SPEAKER Somnath Chatterjee feels that parliamentarians should form their own country-specific Indo-friendship groups and not lend their names to friendship societies in which commercial and private bodies are also associated. The speaker recently constituted several such friendship associations, including the Indo-US Friendship Association. The composition of this body has raised eyebrows. Chatterjee has appointed Yashwant Sinha of the BJP as chairperson of the group and Sitaram Yechury and Janardhan Reddy as vice-chairpersons. The first two have come out publicly against the Indo-US treaty in no uncertain terms. Yechury, in fact, has made no bones about the anti-US imperialism stance of his party.

Spaced-out delivery

THE parliamentary standing committee on information technology headed by former police officer Nikhil Kumar has exposed just how sloppily the department of posts has been managing its huge real-estate reserves. Consider this: the postal department has a total of 1,871 plots which have been lying vacant, some for as long as 50 years, covering an area of over 3.82 lakh square feet.
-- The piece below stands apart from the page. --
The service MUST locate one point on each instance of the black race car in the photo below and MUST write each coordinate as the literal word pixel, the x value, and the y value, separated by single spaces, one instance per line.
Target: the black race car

Despite sitting on such huge land reserves, the department has been paying an annual rent of Rs 45 crore for hiring space. Additionally, 99 departmental buildings have had vacant space for years. In Uttar Pradesh, in the Hamirpur circle, space has been vacant since 1854. When this glaring statistic was brought to the notice of the postal department, it tried to wriggle out by claiming that the concerned department had got confused between vacant space and vacant land. Either way, someone somewhere has a lot of explaining to do.

Intelligence gap

AT the BJP’s recent national executive meet, former Intelligence Bureau Director Ajit Doval was asked to give a powerpoint presentation on terrorism. The material Doval used for his talk was largely collected while he was in office. This has ruffled the feathers of some of his former colleagues. One of them has reportedly written a letter of protest to the cabinet secretariat, questioning whether a former Intelligence Bureau chief can disseminate such privileged information.